The number of students graduating from U.S. high schools peaked a few years ago, so that is pulling the numerator down a little, but the common app and increasing numbers of foreign applicants is pushing the numerator up much more significantly.
The number of highly qualified applicants will probably increase as well. More and more people learn how to play this college coaching game.
Hi @sherpa! I think that the sheer # of applicants (domestic and international) and the increase in # of schools many students are applying to may keep that numerator up high.
Trees don’t grow to the sky, and at some point college admissions will level off. Whether that’s two years from now or twenty, who can say. I think it will be interesting to see what happens when Yale adds seats to their class next year. A couple hundred new admissions to HYPSM may not be much but maybe there will be an effect down the line. The increased supply of colleges being built in HK Dubai Cina and Singapore may also siphon off the masses of applications from foreign students, the primary growth of applications to US colleges these days.
For those who don’t know, law schools had their bubble burst during the Great Recession and it showed that at some economic breaking point the high expense of education can’t be rationalized and a collapse occurs. Universities shouldn’t think they are immune from that.
The T14 law schools will still command lots of applications from top students, and its likely those grads, or most of those grads, will fare just fine. The lower level law schools have not seen the same result, as the field of law has changed dramatically and many grads cannot find jobs or get hourly jobs with no benefits. Sad.
I agree with jym, @spayurpets . The topmost schools may plateau or even shrink a tiny bit but your analogy about the law school bubble comparison isn’t appropriate IMHO.
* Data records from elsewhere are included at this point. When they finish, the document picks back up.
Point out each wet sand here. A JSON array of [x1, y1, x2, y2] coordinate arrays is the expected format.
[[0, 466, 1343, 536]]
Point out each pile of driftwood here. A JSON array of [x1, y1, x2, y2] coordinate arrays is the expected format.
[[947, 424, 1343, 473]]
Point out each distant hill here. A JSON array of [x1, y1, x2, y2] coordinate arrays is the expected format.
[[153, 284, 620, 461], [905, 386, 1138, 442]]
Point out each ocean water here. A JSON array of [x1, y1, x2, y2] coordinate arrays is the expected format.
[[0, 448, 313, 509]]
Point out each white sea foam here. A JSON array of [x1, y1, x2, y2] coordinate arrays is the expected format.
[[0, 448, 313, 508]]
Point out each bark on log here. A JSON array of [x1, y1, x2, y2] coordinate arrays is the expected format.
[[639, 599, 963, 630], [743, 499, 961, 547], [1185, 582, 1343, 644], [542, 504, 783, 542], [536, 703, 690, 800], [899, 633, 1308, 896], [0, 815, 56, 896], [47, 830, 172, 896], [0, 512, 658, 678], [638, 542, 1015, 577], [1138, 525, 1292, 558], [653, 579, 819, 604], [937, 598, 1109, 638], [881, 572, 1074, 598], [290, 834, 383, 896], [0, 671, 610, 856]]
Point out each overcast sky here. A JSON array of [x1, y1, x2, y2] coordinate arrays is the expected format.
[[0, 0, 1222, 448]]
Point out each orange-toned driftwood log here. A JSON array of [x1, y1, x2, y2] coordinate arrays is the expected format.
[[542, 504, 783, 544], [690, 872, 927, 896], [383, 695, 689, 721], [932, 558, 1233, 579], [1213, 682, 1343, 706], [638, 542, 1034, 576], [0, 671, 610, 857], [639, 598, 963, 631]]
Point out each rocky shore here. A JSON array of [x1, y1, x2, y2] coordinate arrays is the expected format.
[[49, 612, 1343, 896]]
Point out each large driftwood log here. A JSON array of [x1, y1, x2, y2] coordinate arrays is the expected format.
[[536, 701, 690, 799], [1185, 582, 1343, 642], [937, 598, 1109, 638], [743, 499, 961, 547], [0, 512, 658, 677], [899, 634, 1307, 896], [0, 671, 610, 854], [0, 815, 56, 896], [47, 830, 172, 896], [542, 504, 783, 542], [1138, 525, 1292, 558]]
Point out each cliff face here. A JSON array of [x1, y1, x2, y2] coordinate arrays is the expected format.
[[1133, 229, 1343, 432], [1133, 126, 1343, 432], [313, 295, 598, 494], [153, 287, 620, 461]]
I might be wrong, but don’t people have to pay a fee to apply to more schools? Assuming it’s about $30 per school, a kid who applies to 20 schools is spending $600 on college application fees. That cost seems like it would prevent the majority of students from applying to more than 10ish. And the richer kids have always applied to top tier universities in droves. Because of this, application numbers might level out… I suppose that the influx in international students will continue to drive it up though.
If an admit rate “improves” from 6% to 8%, is that meaningfully any different?
The low admit rates are somewhat artificial-fueled by schools that are soliciting applications from applicants they know they won’t admit. A few schools don’t do that (like Harvard and MIT) but most do. And they do that so their admit rate looks very low.
@T26E4 I’m not sanguine about the college admissions growth over time, as the gap between tuition growth and post graduate job prospects widens. There are barriers to entry that make the elite colleges fairly well protected from competition but at some point I believe in market forces. The colleges dilute their own brand with Yale NUS and NYU Dubai at the same time US college age population shrinks. The international students will wise up and stop flooding us colleges with apps. Some school will crack and do something radially different with admissions which will cause HYPSM to act. Who knows what that is, but you can’t stop it. This will catch up with you just as it did for law schools.
As for the law schools, don’t you think the top schools are worried about the decline in average quality of the students they are accepting, their lower enrollments and applications? Even NYU Duke and Michigan are feeling the effects of the bubble burst and Yale and Harvard can’t sit still, thinking hat they are above it all. That said, I don’t think a bubble burst is a bad thing; it’s a natural occurrence that the colleges are just pushing off into the future.